Create a new directory (e.g. 'ML') on your desktop and save the treepuzzle iqpnni executables and datasets there.
We will analyze a dataset of HIV1 group M sequences of types A, B, C, D, and G and some outgroup sequences (HIV1 group O and SIV).
To do so, we start tree-puzzle-clicky.exe in the same directory as the dataset - enter the dataset name (hivALN.phy) when prompted for. To measure the phylogenetic content of a dataset switch the type of analysis to likelihood mapping ('b') and do not group the sequences. Switch on rate reterogeneity ('w') and set the number of categories ('c') to 4. Start the mapping analysis typing 'y'.
Examine the result of the datasets in hivALN.phy.puzzle with a text editor and the likelihood mapping diagram dataset-name.eps (or with a postscript viewer like gsview (should be installed).
Is the dataset siutable for phylogenetic analysis?
Start iqpnni.exe in the same directory as
the dataset with a double click. Enter the dataset name (hivALN.phy)
when prompted for.
We switch the the model to incorporate rate heterogeneity ('r').
Start the analysis by typing 'y'.
The results will be found in hivALN.phy.iqpnni,
the ML tree hivALN.phy.iqpnni.treefile.
View the two estimated tree with a tree viewer like FigTree (should be installed).
Can we be sure about the groupings? Do they fit your view of HIV1 evolution?
Start tree-puzzle-clicky.exe with a double-click in the same directory as the dataset. Enter the dataset name (hivALN.phy) when prompted for. Change the option 'w' to switch rate heterogeneity on and change the number of Gamma rate categories to 4 with option ('c'). Start the analysis by typing 'y'.

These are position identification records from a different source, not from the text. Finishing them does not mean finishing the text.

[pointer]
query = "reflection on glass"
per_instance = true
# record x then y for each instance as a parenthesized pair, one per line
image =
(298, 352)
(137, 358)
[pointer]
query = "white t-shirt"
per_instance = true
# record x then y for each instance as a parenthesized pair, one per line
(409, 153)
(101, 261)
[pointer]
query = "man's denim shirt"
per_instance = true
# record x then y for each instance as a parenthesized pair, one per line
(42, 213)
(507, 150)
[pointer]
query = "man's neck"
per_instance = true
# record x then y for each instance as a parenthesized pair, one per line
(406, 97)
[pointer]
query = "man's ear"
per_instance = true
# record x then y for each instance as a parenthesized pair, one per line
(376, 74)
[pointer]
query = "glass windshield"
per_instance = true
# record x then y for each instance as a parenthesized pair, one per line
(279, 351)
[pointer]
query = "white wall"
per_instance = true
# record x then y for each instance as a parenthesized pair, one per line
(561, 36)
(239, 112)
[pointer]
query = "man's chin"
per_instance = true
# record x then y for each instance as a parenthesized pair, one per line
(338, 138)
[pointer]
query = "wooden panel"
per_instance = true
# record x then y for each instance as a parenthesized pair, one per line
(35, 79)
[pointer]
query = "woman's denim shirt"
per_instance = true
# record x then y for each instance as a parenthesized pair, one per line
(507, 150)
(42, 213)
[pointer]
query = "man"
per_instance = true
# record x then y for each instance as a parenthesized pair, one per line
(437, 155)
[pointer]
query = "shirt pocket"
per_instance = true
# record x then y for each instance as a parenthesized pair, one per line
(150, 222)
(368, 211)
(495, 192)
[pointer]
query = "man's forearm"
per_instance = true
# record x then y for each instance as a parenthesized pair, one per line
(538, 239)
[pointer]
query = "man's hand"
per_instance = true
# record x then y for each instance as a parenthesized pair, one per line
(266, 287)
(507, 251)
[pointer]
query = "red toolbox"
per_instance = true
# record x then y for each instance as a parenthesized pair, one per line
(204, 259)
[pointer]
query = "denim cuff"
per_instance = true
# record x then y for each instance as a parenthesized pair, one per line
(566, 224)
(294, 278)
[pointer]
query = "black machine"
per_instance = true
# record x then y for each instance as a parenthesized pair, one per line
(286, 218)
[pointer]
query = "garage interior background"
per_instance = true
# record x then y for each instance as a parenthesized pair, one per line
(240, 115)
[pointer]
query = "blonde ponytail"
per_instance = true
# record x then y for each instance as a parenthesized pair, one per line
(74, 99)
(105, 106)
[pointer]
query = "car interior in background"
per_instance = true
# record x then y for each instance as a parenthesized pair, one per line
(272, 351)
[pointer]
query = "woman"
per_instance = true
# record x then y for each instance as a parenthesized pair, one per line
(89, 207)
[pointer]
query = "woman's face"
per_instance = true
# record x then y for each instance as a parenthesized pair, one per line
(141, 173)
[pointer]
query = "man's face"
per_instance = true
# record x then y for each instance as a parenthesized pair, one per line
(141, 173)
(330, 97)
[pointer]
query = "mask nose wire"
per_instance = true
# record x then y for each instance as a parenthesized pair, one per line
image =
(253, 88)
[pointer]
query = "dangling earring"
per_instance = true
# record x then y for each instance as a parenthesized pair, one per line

The results will be found in hivALN.phy.puzzle, the tree in hivALN.phy.eps.
View the two estimated tree with a tree viewer like FigTree (should be installed). The numbers are PUZZLE support values. They behave similar to Bootstrap values, but they are NOT the same.
What is different compared to the ML tree? What do the support values tell you?
An (unrooted) multifurcation with 5 branches can be resolved in 15 different ways. The file hivALN.15trees contains all 15 resolutions to the TREE-PUZZLE tree.
We now want to compute the ML values for each of them and compare these whether we still can find a best tree.
Start tree-puzzle-clicky.exe with a double-click in the same directory as the dataset. Enter the dataset name (hivALN.phy) when prompted for a sequence file and the hivALN.15trees when prompted for a trees-file.
To test trees on a dataset switch the tree search procedure to evaluate user defined trees ('k'). Change option to use neighbor-joining tree ('x') for parameter estimation. Change the option 'w' to switch rate heterogeneity on and change the number of Gamma rate categories to 4 with option ('c'). Start the analysis by typing 'y'.
Examine the results in hivALN.15trees.puzzle with a text editor. At the end is a table of results from three different tests (Kishino-Hasegawa test 1pKH, Shimodaira-Hasegawa test SH, Expected Likelihood Weights ELW) containing all the trees. Those being marked by '-' are concidered significantly worse than the best tree while those with '+' are not.
Is there a clear preference for a single tree? If not think of explainations why this might be the case.